许是刚才跟郭有涯酣战一场,他骤然提气,身体有些受不了,陆岱川觉得眼前一阵黑一阵明。他一手杵剑,将身子靠在剑上,才让自己没有倒在台上。只听身侧的有节大师缓缓说道,“姑娘既然已经来了,何不现身一见?贫僧虽称不上姑娘老友,但当年故人多已凋零,贫僧这个晚辈,还能勉强与姑娘叙叙旧。”
他内力充沛,虽然不像翟挽那样让整个洞庭都是她的声音,但也让旁边的陆岱川听得五脏六腑跟着一颤。
只听一声轻笑,翟挽从人群中缓缓走出来。那些人自动给她让出一条路,陆岱川看见她的唇角,好像凝了一丝若有若无的笑意,分辨不出来是什么意思,却莫名让人觉得不安。身后传来四师兄付文涛的声音,他正满腹委屈地跟师父告状,“师父,就是这个妖女,把弟子掳了过去,还让弟子……还让弟子……穿成了这幅样子……”
没有人理他,所有人都看着那一袭白衣,看着她像个普通人一样,慢慢地顺着阶梯,走到了台子上。陆岱川离得近,他分明地瞧见,从她出现的那一刻开始,有节眼睛明显地睁大了,满脸都是不可置信的神色。

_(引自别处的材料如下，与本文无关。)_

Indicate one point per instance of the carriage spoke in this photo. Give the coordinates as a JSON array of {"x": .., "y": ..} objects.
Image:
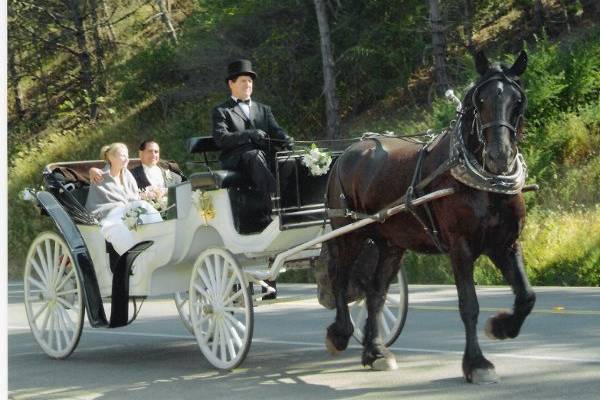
[
  {"x": 42, "y": 260},
  {"x": 66, "y": 279},
  {"x": 233, "y": 332},
  {"x": 215, "y": 344},
  {"x": 222, "y": 341},
  {"x": 208, "y": 285},
  {"x": 235, "y": 323},
  {"x": 63, "y": 324},
  {"x": 61, "y": 267},
  {"x": 202, "y": 292},
  {"x": 211, "y": 275},
  {"x": 234, "y": 297},
  {"x": 236, "y": 310},
  {"x": 67, "y": 304},
  {"x": 40, "y": 311},
  {"x": 50, "y": 261},
  {"x": 223, "y": 280},
  {"x": 229, "y": 285},
  {"x": 51, "y": 327},
  {"x": 38, "y": 270},
  {"x": 228, "y": 339},
  {"x": 37, "y": 283},
  {"x": 67, "y": 319}
]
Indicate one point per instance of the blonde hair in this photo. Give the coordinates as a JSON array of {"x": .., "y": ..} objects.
[{"x": 111, "y": 149}]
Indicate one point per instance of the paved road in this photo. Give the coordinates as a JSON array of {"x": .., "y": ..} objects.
[{"x": 557, "y": 355}]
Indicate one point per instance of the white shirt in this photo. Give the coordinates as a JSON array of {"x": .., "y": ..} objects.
[
  {"x": 154, "y": 175},
  {"x": 245, "y": 107}
]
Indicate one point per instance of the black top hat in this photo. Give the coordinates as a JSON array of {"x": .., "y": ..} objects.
[{"x": 239, "y": 67}]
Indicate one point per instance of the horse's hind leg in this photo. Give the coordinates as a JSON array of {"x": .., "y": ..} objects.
[
  {"x": 375, "y": 353},
  {"x": 510, "y": 262},
  {"x": 343, "y": 251},
  {"x": 476, "y": 368}
]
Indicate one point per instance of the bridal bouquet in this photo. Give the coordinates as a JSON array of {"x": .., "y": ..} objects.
[
  {"x": 156, "y": 196},
  {"x": 133, "y": 217},
  {"x": 317, "y": 161}
]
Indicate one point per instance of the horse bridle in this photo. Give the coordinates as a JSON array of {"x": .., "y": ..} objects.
[{"x": 478, "y": 126}]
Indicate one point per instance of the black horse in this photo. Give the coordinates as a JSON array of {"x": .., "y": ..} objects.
[{"x": 480, "y": 160}]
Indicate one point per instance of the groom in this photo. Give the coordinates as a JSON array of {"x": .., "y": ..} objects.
[{"x": 152, "y": 171}]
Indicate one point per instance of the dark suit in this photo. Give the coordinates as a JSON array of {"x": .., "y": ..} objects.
[
  {"x": 170, "y": 171},
  {"x": 233, "y": 132}
]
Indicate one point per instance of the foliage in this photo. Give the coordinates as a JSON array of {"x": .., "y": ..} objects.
[{"x": 383, "y": 56}]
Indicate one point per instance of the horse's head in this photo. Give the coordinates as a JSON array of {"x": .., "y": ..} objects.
[{"x": 496, "y": 104}]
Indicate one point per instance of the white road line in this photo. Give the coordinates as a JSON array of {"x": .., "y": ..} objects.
[{"x": 316, "y": 346}]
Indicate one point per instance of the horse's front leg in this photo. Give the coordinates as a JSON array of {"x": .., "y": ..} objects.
[
  {"x": 510, "y": 262},
  {"x": 340, "y": 331},
  {"x": 375, "y": 353},
  {"x": 476, "y": 368}
]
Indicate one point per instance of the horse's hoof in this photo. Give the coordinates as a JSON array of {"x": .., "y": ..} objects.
[
  {"x": 331, "y": 349},
  {"x": 481, "y": 376},
  {"x": 489, "y": 329},
  {"x": 385, "y": 364}
]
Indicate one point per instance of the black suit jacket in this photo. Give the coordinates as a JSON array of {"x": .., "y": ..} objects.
[
  {"x": 231, "y": 129},
  {"x": 171, "y": 174}
]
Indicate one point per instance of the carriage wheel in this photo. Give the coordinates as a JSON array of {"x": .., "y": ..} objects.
[
  {"x": 393, "y": 314},
  {"x": 53, "y": 295},
  {"x": 221, "y": 308},
  {"x": 182, "y": 303}
]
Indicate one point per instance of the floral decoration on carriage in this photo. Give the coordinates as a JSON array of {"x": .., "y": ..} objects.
[{"x": 317, "y": 161}]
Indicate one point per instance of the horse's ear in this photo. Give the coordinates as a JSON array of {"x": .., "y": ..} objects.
[
  {"x": 520, "y": 64},
  {"x": 481, "y": 62}
]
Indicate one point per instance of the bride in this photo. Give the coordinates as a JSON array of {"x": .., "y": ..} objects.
[{"x": 110, "y": 199}]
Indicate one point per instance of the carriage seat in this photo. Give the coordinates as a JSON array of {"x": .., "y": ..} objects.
[
  {"x": 213, "y": 179},
  {"x": 70, "y": 182}
]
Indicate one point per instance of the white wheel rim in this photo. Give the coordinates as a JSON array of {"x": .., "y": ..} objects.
[
  {"x": 53, "y": 296},
  {"x": 182, "y": 303},
  {"x": 393, "y": 313},
  {"x": 221, "y": 308}
]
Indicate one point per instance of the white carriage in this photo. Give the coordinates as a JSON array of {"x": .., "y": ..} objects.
[{"x": 211, "y": 252}]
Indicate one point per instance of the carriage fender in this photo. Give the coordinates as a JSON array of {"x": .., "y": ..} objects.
[{"x": 81, "y": 257}]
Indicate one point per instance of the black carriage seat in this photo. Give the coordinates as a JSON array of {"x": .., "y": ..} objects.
[{"x": 69, "y": 182}]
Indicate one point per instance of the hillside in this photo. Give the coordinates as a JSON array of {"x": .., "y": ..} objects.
[{"x": 151, "y": 85}]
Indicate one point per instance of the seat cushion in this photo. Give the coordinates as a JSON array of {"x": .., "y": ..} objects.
[{"x": 219, "y": 179}]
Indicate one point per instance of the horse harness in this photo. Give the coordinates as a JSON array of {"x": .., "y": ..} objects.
[{"x": 462, "y": 166}]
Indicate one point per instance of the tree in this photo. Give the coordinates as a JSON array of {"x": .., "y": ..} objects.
[
  {"x": 331, "y": 101},
  {"x": 439, "y": 46}
]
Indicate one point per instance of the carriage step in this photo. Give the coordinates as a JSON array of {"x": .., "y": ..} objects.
[
  {"x": 297, "y": 225},
  {"x": 305, "y": 212}
]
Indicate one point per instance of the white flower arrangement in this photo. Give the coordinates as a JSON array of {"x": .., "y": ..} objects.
[
  {"x": 317, "y": 161},
  {"x": 132, "y": 217},
  {"x": 203, "y": 204},
  {"x": 156, "y": 196}
]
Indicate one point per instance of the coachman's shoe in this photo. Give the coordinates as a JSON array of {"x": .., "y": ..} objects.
[{"x": 271, "y": 296}]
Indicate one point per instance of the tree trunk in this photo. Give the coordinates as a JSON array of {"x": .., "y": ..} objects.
[
  {"x": 15, "y": 79},
  {"x": 166, "y": 19},
  {"x": 538, "y": 16},
  {"x": 469, "y": 26},
  {"x": 98, "y": 49},
  {"x": 331, "y": 100},
  {"x": 439, "y": 46},
  {"x": 85, "y": 74},
  {"x": 112, "y": 38}
]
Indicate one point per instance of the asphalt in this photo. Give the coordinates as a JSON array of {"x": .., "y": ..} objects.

翟挽站到他面前,笑了笑说道,“大师叫我现身,我如今出来了,大师却好像很吃惊?”
有节大师将她细细打量了一番,连她身上的头发丝都不肯放过,终于问道,“你不是已经死了吗?”既然是死人,为何还会在这里?
翟挽微微一哂,并不作答。
有节却认为她无法解释,毕竟当年他虽然年轻,但也是跟着师父亲眼看着武林盟主陆景吾亲手把剑刺进了翟挽的胸膛。他们各大门派都有人过去验证过,那女子确实已经断气了。况且……翟挽就算还活着,也不可能是如今这幅二十来岁的模样,她早应该垂垂老矣,不堪一击了。
想到这些,他神思稍定,或许这世间的确有人能跟她如此相似。不过容貌或许相似,但武功一定可以分出路数来。当年魔教东来,女魔头身为魔教余孽,虽然身怀绝世武功,但也被他们几大门派毙于剑下。几十年来,魔教绝学失传江湖,这女子不可能会。就算会,她这么年轻,又怎么可能有当年翟挽那么高的武功?
有节跟她行了个礼,说道,“江湖中人讲究以武会友,多年前贫僧无缘与姑娘交手,今日如此大好机会,还请姑娘赐教。”说完,他摆出了起手式。
陆岱川和很多人一样都不明白,为什么之前这位少林寺大师还说他跟翟挽是朋友,怎么转眼两人又要打起来了?他只觉得手中一空,翟挽一伸手就将他手中宝剑拔了出来。
陆岱川觉得浑身上下的血气翻腾得更厉害了,他顾不上面子不面子,连忙找了个角落,坐下来盘腿调息。